If you were conducting a religious history course in a grocery's produce section, which fruit would you use to illustrate your lesson? An apple?


A Pithy History of the World's Favorite Citrus

If you were conducting a religious history course in a grocery's produce section, which fruit would you use to illustrate your lesson? An apple? A fig? In her compulsively readable addition to Reaktion's Edible series of trim, single-subject books, Bellingham journalism instructor Toby Sonneman makes a convincing case for the lemon.

The trouble with series such as Edible is there's always bound to be a bum book in the bunch. With nearly 30 authors who've contributed overviews of foods including soup, olives and caviar, it's almost certain a few of them won't adapt to the fact-driven formula of condensed history, photographs and recipes with remarkable grace. But Sonneman's Lemon: A Global History, the subject of an author talk at Elliott Bay Book Co. this weekend, is a standout. In common parlance, it's an un-lemon.

Sonneman doesn't let that expression go unexplained, of course: Until the 20th century, California growers struggled to master lemon-growing. Their unsatisfactory product - tasteless and costly compared to its Mediterranean competitors - may have inspired the sneering use of "lemon" to describe a faulty product.

But Sonneman's tale begins long before the European colonization of North America. She traces the lemon back to its genetic ancestor, the citron, first documented in a Hindu religious text dating back to 800 BC, although archaeologists have uncovered citron seeds from thousands of years earlier. The citron was repulsively dry and bitter, but ancients were infatuated with its color, medicinal properties and, above all, its scent.

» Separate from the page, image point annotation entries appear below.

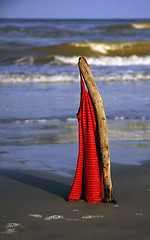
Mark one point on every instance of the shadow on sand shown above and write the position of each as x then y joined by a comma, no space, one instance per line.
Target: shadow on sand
51,186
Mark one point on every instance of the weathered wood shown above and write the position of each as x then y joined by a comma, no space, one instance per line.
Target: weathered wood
101,128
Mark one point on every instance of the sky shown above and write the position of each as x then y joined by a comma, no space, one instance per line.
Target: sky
75,9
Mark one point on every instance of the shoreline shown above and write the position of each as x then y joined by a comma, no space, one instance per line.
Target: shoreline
33,206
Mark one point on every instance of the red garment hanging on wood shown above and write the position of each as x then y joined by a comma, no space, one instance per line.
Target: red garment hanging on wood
88,182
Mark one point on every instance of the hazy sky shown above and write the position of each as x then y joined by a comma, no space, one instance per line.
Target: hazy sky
74,8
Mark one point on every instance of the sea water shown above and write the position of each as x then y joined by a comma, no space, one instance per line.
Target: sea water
40,89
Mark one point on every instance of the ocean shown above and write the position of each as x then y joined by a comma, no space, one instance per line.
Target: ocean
40,89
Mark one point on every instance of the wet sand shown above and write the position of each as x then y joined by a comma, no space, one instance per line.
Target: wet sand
32,207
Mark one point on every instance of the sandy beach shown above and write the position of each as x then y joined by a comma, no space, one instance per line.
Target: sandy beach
40,96
33,207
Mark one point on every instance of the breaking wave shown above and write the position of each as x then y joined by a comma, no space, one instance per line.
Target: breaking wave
95,49
132,25
97,61
65,78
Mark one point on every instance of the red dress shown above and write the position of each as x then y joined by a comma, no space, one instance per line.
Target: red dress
88,181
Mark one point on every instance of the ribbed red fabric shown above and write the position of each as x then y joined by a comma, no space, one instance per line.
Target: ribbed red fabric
88,181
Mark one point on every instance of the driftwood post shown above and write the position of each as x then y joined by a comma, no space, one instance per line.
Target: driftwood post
101,127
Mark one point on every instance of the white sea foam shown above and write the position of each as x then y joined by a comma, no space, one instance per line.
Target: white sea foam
12,227
35,215
91,217
45,79
107,60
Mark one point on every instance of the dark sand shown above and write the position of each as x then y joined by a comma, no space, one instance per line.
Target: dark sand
32,207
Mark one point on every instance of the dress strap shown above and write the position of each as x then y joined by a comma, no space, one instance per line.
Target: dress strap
81,78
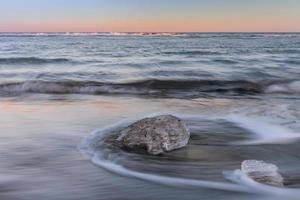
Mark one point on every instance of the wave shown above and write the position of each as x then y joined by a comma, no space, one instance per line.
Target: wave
31,60
265,133
97,138
93,34
287,87
94,147
153,88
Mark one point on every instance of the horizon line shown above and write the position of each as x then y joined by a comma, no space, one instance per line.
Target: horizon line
149,31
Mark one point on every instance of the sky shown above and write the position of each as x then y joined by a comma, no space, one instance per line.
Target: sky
150,15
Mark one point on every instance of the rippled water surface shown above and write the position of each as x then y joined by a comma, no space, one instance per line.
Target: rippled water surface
64,97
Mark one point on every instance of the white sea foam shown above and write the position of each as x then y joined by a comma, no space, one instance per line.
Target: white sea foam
291,87
241,182
265,132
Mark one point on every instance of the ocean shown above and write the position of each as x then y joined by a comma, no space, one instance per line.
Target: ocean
64,96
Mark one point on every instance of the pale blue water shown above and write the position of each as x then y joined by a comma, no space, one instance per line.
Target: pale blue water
202,64
238,92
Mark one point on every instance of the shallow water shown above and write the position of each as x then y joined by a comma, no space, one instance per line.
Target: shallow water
64,97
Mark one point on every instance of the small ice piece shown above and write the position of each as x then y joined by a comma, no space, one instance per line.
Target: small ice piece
262,172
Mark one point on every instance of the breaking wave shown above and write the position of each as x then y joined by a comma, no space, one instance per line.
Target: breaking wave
31,60
152,88
95,147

The citron wended its way into Buddhist ceremonies and Islamic writings, but no other religious group embraced the citron with the ferocity of the Jews. The citron, or etrog in Hebrew, became the primary symbol of Sukkot. Since the holiday couldn't be celebrated without an etrog, Jews planted the citrus tree throughout the Diaspora and paid hefty sums for imported fruit. "In effect, the Jews' annual desire for citrons sparked the great Mediterranean citrus culture," Sonneman writes.

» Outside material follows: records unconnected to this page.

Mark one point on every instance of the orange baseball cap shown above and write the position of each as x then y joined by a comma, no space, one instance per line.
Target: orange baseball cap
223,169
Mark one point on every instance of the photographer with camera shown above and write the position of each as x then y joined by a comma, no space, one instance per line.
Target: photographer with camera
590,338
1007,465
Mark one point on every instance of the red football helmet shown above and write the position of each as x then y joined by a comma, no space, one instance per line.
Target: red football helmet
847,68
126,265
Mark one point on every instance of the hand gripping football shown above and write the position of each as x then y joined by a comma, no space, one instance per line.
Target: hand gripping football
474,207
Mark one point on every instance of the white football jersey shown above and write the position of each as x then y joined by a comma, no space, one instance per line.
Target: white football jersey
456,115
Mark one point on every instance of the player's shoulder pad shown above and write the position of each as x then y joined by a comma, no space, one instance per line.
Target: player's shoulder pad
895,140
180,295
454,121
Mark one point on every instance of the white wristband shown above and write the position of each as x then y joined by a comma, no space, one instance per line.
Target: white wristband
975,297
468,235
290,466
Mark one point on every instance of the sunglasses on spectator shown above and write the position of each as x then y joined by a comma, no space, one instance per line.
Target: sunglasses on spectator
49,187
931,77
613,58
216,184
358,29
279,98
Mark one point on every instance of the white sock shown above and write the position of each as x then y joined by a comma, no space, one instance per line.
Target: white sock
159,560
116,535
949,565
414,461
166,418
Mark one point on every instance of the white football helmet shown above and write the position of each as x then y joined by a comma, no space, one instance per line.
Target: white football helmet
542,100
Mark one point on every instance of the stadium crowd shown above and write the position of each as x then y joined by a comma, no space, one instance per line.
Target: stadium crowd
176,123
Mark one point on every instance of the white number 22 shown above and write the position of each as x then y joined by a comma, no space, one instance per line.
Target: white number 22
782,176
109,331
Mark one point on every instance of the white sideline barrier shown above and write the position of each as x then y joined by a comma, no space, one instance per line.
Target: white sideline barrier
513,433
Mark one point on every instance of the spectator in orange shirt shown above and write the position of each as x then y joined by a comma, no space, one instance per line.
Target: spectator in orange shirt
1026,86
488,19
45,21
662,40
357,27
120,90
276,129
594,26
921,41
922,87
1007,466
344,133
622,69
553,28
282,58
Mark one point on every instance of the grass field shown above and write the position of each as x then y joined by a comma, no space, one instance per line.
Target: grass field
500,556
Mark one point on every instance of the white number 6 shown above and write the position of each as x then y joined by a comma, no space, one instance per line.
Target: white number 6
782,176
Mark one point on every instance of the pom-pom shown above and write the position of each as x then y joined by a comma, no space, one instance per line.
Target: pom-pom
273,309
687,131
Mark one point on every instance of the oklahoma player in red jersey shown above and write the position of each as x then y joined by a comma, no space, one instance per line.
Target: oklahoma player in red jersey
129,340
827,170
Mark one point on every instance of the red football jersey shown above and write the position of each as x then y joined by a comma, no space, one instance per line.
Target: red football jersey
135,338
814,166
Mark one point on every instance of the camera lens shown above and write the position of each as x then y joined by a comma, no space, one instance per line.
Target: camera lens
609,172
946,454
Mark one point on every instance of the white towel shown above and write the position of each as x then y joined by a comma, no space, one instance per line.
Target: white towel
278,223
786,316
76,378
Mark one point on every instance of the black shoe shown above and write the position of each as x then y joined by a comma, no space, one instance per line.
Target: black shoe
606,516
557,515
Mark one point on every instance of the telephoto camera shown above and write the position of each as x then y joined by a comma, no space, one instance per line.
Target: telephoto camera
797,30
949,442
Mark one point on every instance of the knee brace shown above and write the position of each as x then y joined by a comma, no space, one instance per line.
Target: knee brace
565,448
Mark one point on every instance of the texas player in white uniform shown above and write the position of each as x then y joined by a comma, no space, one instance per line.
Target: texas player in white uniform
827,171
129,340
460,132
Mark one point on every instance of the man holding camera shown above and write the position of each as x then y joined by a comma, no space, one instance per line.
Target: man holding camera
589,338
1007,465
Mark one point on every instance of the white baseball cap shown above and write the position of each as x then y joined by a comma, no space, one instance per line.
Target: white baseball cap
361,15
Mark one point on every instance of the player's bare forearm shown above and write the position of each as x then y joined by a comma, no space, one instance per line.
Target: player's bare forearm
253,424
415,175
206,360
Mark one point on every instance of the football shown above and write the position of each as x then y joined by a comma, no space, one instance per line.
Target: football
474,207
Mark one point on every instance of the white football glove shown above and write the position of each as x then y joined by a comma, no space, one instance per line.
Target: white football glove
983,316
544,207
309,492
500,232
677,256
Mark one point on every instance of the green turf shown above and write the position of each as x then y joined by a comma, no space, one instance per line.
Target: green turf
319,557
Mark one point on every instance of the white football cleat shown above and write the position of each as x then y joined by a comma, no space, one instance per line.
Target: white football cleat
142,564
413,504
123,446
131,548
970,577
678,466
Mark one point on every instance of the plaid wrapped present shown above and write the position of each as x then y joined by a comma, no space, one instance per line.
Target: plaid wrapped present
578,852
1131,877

But it was Muslim Arabs who propelled the crop to glory. "They swept the fruit along with them wherever they went, filling gardens and courtyards in Spain, Sicily and North Africa with the scent of citrus blossoms as they sowed the seeds of an agricultural revolution," Sonneman writes.

While art and architecture are a more visible manifestation of the Arabs' influence on the European landscape, their lemon trees reshaped the region's cooking. In Sicily, where conquering Normans rejected Islam but dressed in Arab robes and kept harems, lemon was liberally added to chicken dishes and icy desserts. According to Sonneman, it's still fashionable in Sicily to pick a lemon from a tree and eat it unpeeled.

Lemons were considered extraordinarily special in northern Europe, where artists put them in the forefront of their still-life paintings and nobles set them on their feast tables. In seventeenth-century London, a single 'unwasht' lemon cost as much as an average laborer might earn in three days.

Although the lemon's reputation was further boosted when physicians realized it could prevent scurvy -- a maritime scourge so rampant that 1400 of the 2000 crewmen involved with Sir George Anson's 1740 circumnavigation attempt died from it -- it might have remained an expensive indulgence in the new world if not for the Shakers.

In addition to abstaining from sex and making brooms, the Shakers also practiced teetotalism. They needed a delicious, non-alcoholic beverage, so they bought lemons for their U.S. colonies. And as the battle for Prohibition became more pitched, lemonade fever spread to other Christian sects. In the 1870s, Rutherford B. Hayes' wife was nicknamed "Lemonade Lucy" because of her devotion to the drink.

Sonneman's story strays beyond the spiritual. Her chronicle covers lemon fiend Frank Meyer, who walked from Holland to Spain so he could tour citrus groves; modern lemon-growing methods and lemon-scented dishwashing soap. But she almost always returns to the fruit's under-appreciated ethereal qualities. She closes the book with a quote from Pablo Neruda, who called the lemon "a yellow goblet of miracles."

The illustrated talk at Elliott Bay Books is scheduled for Sunday at 2 p.m.